BAB 2 :. Kadal

1.8K 153 4
                                    

Salsha bergidik untuk kesekian kalinya saat bayangan bibir Dimas menempel kebibirnya kembali tercetak jelas dibenaknya. Ucapan Ebi dilewatkan begitu saja, rancangan rencana kerja Panorama tidak ada yang bisa Salsha resapi.

Beberapa kali dia juga menahan diri untuk tidak menoleh ke belakang karena merasa diperhatikan. Salsha berdecak pelan membuat Mala menatapnya bingung. "Kenapa Sal?"

Salsha menggeleng. Matanya dia alihkan ke depan menatap Ebi, berusaha sefokus mungkin pada penjelasan cowok itu.

Tapi, Salsha tidak tahan untuk tidak menoleh ke belakang. Setidaknya untuk memastikan.

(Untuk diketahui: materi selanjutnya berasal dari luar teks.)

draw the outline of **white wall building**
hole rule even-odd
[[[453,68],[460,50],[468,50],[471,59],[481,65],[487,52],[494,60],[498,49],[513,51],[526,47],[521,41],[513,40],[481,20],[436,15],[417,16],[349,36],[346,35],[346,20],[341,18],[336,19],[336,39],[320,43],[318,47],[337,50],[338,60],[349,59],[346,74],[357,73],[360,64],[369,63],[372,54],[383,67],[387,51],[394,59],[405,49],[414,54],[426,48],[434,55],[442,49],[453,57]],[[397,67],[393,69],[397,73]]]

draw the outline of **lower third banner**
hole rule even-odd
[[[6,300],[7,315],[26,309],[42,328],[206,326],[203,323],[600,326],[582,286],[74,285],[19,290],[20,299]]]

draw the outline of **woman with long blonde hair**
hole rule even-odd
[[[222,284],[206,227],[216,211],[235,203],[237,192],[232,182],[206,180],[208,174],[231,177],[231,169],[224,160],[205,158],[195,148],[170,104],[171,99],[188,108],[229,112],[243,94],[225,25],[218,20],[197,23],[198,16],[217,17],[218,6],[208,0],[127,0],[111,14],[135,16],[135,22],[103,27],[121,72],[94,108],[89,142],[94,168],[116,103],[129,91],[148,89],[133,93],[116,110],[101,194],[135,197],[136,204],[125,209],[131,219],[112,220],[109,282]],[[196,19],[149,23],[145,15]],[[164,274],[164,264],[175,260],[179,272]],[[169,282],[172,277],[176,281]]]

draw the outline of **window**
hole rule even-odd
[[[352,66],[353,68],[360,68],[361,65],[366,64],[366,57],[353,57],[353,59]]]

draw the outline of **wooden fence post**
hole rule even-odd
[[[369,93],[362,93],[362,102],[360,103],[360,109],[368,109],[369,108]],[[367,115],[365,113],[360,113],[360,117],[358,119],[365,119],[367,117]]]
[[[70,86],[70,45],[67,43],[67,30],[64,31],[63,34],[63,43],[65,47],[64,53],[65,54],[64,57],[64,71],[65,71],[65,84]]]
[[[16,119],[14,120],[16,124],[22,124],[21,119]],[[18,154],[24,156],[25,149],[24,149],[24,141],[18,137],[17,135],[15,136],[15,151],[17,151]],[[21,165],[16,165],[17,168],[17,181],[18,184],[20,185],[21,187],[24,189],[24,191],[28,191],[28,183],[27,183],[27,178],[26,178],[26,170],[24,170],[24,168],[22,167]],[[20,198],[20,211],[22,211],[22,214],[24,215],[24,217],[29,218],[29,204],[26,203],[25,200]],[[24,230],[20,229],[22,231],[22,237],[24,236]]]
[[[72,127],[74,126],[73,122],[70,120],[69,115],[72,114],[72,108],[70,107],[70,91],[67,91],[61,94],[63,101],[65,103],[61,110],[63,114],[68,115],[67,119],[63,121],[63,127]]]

Iya. Memastikan saja bukan mencuri pandang atau yang lain.

Dia hanya memastikan.

Salsha menoleh ke belakang, matanya bergerak mencari Dimas dan begitu dia menangkap sosok yang ternyata tengah memperhatikannya itu, dia sangat menyesal.

Dimas tersenyum miring lalu memberikan kedipan sebelah mata untuk Salsha.

Salsha melotot melihatnya. Cepat-cepat dia berbalik dan berakhir kesal sendiri kenapa dia harus memastikan Dimas segala.

Mala yang menangkap gerak-gerik aneh dari Salsha ikut menoleh ke belakang berusaha mencari apa yang merubah mood temannya itu, tapi dia tidak menemukan apa-apa.

"Ada yang mau ditanyakan?" Ebi mengedarkan pandangannya dia kemudian menatap laki-laki yang mengacungkan tangan. "Iya, Dimas."

Mata Salsha langsung tertuju pada cowok itu begitu juga dengan anggota yang lain.

Dimas berdiri, dia berdeham sejenak. "Gak ada peraturan spesifik kan, di Panorama?"

Ebi mengernyit. "Contohnya?"

Seraya mengedikkan bahu Dimas berkata, "larangan pacaran sesama anggota mungkin."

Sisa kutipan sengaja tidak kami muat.